Chapitre 7 (10)
Remington était calme. Mais pas joyeux comme je l'aurais cru. La légèreté dans son ton était plutôt une pointe de soulagement, mais ses yeux étaient bizarrement tristes.
Tout le monde le regardait, il soupira, et nous avoua :
- Je pense que ça ne sert plus à rien de mentir maintenant.
J'ai chuchoté :
- ...C'est toi ?
Il se passa une main dans les cheveux d'un air un peu fatigué :
- Oui. Je sais ce que vous devez penser...
J'ai répété doucement :
- Ce qu'on doit penser ?
Nyx me rejoint en quelques enjambées, sentant que je n'étais pas dans mon état normal (elle ne savait pas que je ne le serais plus jamais), et elle posa une main légère sur mon dos, mais je l'ignorais. Je me suis levée doucement. Nyx essaya de m'en empêcher, mais j'ai bousculé son bras.
- Ce qu'on doit penser ?
- Je ne suis pas idiot, je sais très bien que vous allez me haïr et vouloir me tuer, que vous ne comprendrez rien. Je ne vous demande pas de comprendre, moi non plus je comprendrais pas à votre place.
Monokuma nous interrompit avant que je puisse lui répondre.
- Le procès aura donc lieu ici et maintenant, pour la mort de Violaine.
- Ce qu'on doit penser ?
Remington repris :
- Je pourrais t'expliquer en détails mes raisons Lyslas, mais je doute que tu m'écoutes.
- Le procès est ouvert. Vous pouvez débattre.

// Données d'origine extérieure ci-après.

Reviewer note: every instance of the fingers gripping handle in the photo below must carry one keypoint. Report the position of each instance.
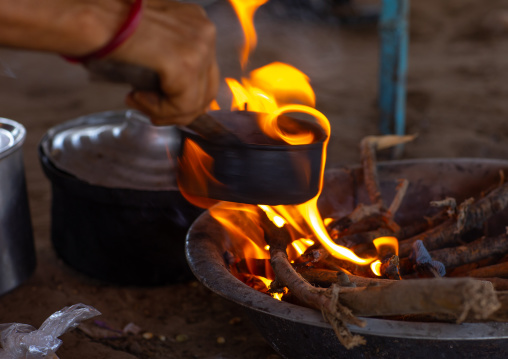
(144, 79)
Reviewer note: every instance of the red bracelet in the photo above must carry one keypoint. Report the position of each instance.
(125, 31)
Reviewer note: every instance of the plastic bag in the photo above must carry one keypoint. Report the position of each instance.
(22, 341)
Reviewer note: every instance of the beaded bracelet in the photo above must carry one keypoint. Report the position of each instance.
(125, 31)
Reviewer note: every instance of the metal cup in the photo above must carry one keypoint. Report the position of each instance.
(17, 253)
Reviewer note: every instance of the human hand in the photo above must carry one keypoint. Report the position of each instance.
(178, 42)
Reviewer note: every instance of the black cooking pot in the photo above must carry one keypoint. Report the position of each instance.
(258, 169)
(129, 236)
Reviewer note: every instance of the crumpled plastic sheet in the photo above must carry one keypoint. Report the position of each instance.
(22, 341)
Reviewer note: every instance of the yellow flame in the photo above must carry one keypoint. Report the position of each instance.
(272, 216)
(391, 242)
(301, 245)
(376, 267)
(267, 282)
(285, 83)
(277, 296)
(245, 10)
(275, 89)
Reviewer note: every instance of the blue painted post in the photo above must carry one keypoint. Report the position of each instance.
(393, 27)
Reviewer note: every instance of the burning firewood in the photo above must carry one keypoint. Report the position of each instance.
(474, 216)
(339, 304)
(327, 301)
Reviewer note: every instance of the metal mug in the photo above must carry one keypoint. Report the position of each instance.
(17, 252)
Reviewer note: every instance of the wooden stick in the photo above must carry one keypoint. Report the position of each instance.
(368, 156)
(399, 196)
(471, 252)
(454, 296)
(368, 147)
(496, 270)
(447, 234)
(326, 277)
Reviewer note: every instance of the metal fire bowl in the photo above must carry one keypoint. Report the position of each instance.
(298, 332)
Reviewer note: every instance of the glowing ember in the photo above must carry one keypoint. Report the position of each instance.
(376, 267)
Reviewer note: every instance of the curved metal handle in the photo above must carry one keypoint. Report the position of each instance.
(144, 79)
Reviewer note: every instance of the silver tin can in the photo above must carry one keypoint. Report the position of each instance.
(17, 253)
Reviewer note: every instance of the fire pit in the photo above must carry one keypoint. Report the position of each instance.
(297, 332)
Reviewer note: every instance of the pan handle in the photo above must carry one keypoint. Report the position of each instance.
(145, 79)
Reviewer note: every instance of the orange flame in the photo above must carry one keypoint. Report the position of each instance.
(376, 267)
(195, 171)
(273, 90)
(245, 10)
(384, 244)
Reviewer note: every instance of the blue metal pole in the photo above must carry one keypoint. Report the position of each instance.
(393, 27)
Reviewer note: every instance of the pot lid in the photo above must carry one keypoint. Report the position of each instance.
(117, 149)
(12, 136)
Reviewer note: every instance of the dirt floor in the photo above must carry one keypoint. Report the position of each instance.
(456, 102)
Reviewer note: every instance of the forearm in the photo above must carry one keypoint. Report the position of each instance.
(70, 27)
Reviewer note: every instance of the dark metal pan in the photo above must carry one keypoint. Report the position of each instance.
(246, 165)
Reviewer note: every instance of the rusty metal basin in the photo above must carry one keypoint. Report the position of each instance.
(298, 332)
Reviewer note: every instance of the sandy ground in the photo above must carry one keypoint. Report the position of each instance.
(456, 102)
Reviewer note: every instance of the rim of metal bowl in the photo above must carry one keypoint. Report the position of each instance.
(204, 250)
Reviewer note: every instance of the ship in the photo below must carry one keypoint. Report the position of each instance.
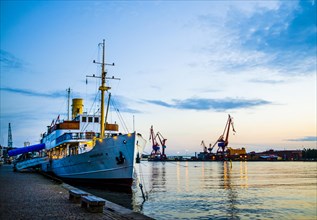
(86, 149)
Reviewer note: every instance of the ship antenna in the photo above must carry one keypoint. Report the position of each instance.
(68, 102)
(103, 88)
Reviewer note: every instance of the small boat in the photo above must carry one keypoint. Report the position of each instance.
(88, 150)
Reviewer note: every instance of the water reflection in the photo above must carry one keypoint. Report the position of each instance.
(231, 193)
(225, 190)
(158, 177)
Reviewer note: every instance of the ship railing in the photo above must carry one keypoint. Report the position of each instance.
(76, 136)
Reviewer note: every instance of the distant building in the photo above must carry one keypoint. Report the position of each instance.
(278, 155)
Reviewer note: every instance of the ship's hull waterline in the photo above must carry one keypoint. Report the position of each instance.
(110, 163)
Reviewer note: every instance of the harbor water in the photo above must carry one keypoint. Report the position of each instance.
(223, 190)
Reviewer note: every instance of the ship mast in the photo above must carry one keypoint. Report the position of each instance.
(103, 88)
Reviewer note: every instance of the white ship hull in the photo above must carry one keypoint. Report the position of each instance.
(110, 162)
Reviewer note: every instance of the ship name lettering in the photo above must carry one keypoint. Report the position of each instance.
(96, 155)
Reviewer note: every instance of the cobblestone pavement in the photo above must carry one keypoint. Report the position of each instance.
(29, 195)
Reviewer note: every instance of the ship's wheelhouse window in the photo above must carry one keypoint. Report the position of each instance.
(89, 119)
(84, 119)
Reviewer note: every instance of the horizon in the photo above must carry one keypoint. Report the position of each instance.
(184, 66)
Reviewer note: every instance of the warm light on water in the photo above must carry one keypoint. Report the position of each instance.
(221, 190)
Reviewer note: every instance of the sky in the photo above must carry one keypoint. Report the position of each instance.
(183, 67)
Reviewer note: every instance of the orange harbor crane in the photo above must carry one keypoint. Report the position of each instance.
(156, 153)
(223, 140)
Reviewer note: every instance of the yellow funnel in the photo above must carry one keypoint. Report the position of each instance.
(77, 107)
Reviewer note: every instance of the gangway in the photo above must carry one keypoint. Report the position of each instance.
(30, 163)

Nikolaï vint se placer devant moi, poser ses mains sur chaque côté de mon visage et essaya d'attirer mon attention. Mes pensées revinrent vers lui, ignorant Remington maintenant qu'il n'était plus dans mon champ de vision, dissimulé par la silhouette de Nikolaï.
- Je l'ai tué Lyslas.
- Non, non...c'est moi...
- Je l'ai percuté trop fort, le sol est recouvert de glace, elle était morte au moment où elle a touché le sol, tu ne l'as pas tué.
- Tu n'en sais rien !
J'ai secoué la tête de gauche à droite entre les mains de Nikolaï.
- Non, non, non...
Je me suis jetée en avant dans ses bras, j'ai essayé d'y disparaître, je lui ai conjuré, la voix nouée, presque dans un sanglot :
- S'il te plaît reste avec moi, ne meurs pas, je t'en supplie.
- Je suis désolée.
J'ai reculé d'un coup, me tournant vers Monokuma :
- Je vote pour moi ! J'ai tué Violaine !
- Un vote contre Lyslas.
Nikolaï revient me prendre dans ses bras, cacher mon visage contre lui, pour me détourner de force de notre juge mécanique. j'ai fermé les yeux aussi fort que possible, espérant que le monde disparaisse autour de moi, que tout ça ne soit qu'un cauchemar dont je me réveillerai aussi vite que possible. Je l'ai imploré :
- Vote pour moi ! Sors d'ici ! Je t'en supplie je ne veux pas que tu meurs, je préfère mourir s'il te plait, je suis prête, tu dois vivre, vis pour moi, je t'en supplie c'est ce que je veux !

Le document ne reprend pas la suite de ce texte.